Question

I have been part of the organization I work in for the past year and a half or so. The company basically writes Perl code and they have large amounts of legacy code which originally prevented the company from moving forward with any code changes. My first observation with the existing code was non existence of Modularity.

Over the time I worked here I, with the help of a few (who left the company), did a lot of hardwork Modularizing all the core sections of the application. I believe that we now have about 70% of the core systems modularized, coherent and layered. At this point in time I am accused of complicating the system design and everything I try to do is sort of looked at with suspicion.

To design these systems I applied all the best design approaches(patterns) and methodologies(SOLID) available or known to me. When I wrote it, it was all appreciated but now the developers want to revert back to what they believe as simpler methodologies(which basically involves having large single classes, doing 100's of things). I still do not believe that those approaches are actually going to lead to simpler design but no one is actually ready to listen.

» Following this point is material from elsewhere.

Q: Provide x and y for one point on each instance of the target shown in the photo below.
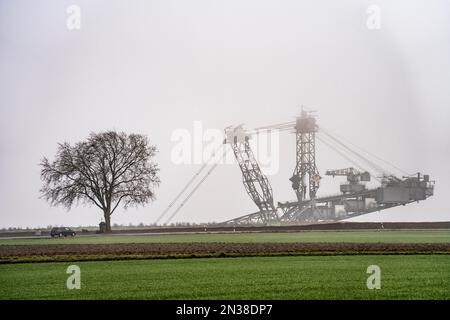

To give an example, our code basically loads a bunch of files during its lifetime. Traditionally the class handled a lot of things like loading the file, repeatedly checking if the file has changed, is the right version of the file loaded etc. We also load a different set of files for test cases to ensure that it is working fine. All this was done very un organized fashion earlier. Every one created their own version of the file. There were lots of versions of these files and they were un manageable. I introduced a subsystem that will load you the right file(do the version verifications) given a name and a configuration that will tell all the versions of the file available. It eventually ensured that only two to three versions of the files are used across all the test cases. It basically follows a facade and factory pattern where the loader will create the right file object, which will have interface to load, save and should_reload. It was eventually even used to load contents from CouchDB as they only represent a document. This is now too complicated for the developers and no one really reads the code or the documentation I wrote. I do agree that going back to our old system will remove one sub system but will bring back the problem of un manageable number of files.

At this juncture I find myself quite unsure of all the things I have learnt. I find myself not really interested in suggesting any improvements as my solution will only be accused of being too complicated.

What do you think I can do at this point in time?